If you are taking the car ferry from Russell to Opua, depending on the time of day you will spot the Tucker at the end of the Opua wharf. Whatever the time of day, you will see the building at the end of the wharf – that’s our workshop – and a mural gracing the walls.
The mural was painted by local artist Helen Pick funded by an Arts & Culture funding grant from the Far North District Council as well as a contribution from Pewhairangi Bay of Islands Community Arts Council, that fosters arts in the communities of Moerewa, Kawakawa, Opua, Russell and Te Rawhiti. Far North Holdiongs provided the materials.

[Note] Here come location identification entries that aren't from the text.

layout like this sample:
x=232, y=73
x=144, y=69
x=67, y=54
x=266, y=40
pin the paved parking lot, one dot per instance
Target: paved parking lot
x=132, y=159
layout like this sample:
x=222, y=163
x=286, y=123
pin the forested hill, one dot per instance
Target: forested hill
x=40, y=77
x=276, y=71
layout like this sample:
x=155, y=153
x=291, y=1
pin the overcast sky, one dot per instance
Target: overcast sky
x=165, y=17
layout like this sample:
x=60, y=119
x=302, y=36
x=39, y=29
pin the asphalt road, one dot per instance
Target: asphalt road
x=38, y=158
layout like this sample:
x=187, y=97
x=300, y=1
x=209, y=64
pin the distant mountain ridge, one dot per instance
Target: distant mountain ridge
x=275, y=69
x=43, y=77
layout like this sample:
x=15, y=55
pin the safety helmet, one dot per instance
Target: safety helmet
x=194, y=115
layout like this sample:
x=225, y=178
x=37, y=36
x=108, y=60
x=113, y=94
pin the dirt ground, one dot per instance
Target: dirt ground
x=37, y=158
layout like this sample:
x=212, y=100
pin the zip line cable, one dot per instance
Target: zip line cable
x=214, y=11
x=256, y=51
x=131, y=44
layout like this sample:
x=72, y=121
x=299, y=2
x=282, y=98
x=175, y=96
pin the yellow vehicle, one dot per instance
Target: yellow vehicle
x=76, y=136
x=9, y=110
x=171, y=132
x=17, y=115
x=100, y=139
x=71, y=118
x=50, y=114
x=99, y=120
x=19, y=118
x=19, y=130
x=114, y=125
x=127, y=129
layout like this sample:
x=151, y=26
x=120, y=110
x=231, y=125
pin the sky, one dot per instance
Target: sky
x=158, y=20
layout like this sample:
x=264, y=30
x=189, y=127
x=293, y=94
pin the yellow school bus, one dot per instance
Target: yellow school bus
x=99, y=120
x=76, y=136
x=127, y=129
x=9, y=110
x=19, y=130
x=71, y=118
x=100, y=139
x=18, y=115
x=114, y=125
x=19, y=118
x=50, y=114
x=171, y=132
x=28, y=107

The mural is full of meaning, providing the ship with a whakapapa which is shared with youngsters when they come on board for our youth voyages.
The artwork is a tryptych that depicts stories of the ship, her travels and her links to Opua, the Bay of Islands and the Pacific.

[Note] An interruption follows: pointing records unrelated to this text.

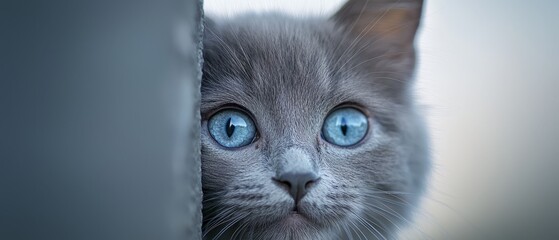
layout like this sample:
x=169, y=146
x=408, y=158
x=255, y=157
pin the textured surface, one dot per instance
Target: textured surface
x=99, y=133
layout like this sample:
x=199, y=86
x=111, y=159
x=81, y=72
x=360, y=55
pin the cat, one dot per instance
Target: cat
x=309, y=126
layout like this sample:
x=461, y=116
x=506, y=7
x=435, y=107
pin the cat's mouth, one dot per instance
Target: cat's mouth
x=295, y=218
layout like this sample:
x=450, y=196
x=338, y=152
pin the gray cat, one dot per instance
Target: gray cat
x=309, y=127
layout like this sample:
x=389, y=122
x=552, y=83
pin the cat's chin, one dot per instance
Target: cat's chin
x=294, y=219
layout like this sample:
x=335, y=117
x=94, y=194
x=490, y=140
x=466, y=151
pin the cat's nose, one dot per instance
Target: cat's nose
x=298, y=183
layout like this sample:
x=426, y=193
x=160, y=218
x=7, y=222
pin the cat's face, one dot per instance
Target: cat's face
x=308, y=128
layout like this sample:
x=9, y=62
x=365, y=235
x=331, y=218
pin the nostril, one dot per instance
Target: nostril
x=310, y=183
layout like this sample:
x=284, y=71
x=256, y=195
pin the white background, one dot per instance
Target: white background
x=487, y=79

One panel (the left in the picture) shows highlights of ship’s first 21 years, her voyages to and from London as part of Australia ‘s First Fleet Bicentennial Re-Enactment in 1988, and through the Pacific to Mururoa in 1995 to join the International Peace Fleet against French Nuclear testing. A stylised coral atoll is engulfed with a nuclear mushroom cloud can be seen in the background. Hibiscus flowers, representing the Pacific complete the bottom of the panel.
The centre panel depicts the ship herself, enjoyed by young and old in her regular Bay of Islands home. The native New Zealand pohutukawa flower symbolises the Northland coast.

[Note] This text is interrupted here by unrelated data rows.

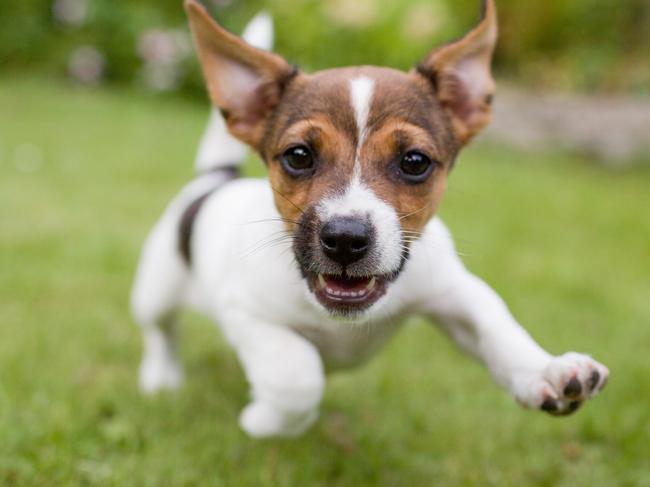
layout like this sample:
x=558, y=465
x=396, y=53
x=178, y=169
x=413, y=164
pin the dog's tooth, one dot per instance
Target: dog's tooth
x=371, y=285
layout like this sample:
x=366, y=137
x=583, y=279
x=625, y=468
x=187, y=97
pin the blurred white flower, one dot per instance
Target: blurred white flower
x=70, y=12
x=163, y=53
x=87, y=65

The third panel, the right in the photograph depicts the Tucker ‘s home port of Opua with its railway link to the local town of Kawakawa, where coal mined nearby was transported to the wharf for export overseas. At the wharf, waits one of the first refrigerated container ships, the renowned and reliable steamer Clansman that worked the Northland ports between 1884 and1931. In the distance Ruapekapeka Pa is depicted from 1846, where one of the most famous battles of the Northland wars was fought. At the base, the clematis flower, signifying death acknowledges those people both maori and pakeha who died during this turbulent period.
Waka representing a continuation of past, present and future voyages with the R. Tucker Thompson link the three panels, as do kowhaiwhai and tapa patterns that were painted by apprentice Asch-Rose Steedman, a member of the old Bay of Islands Wynyard family.
Artist Helen Pick has lived on and in the Bay for more than 43 years and the Opua area is of particular significance to her. Of all the murals she has done, this painting will have the largest audience as it will greet all visitors to the Port of Opua, the first port of New Zealand for new arrivals by sea.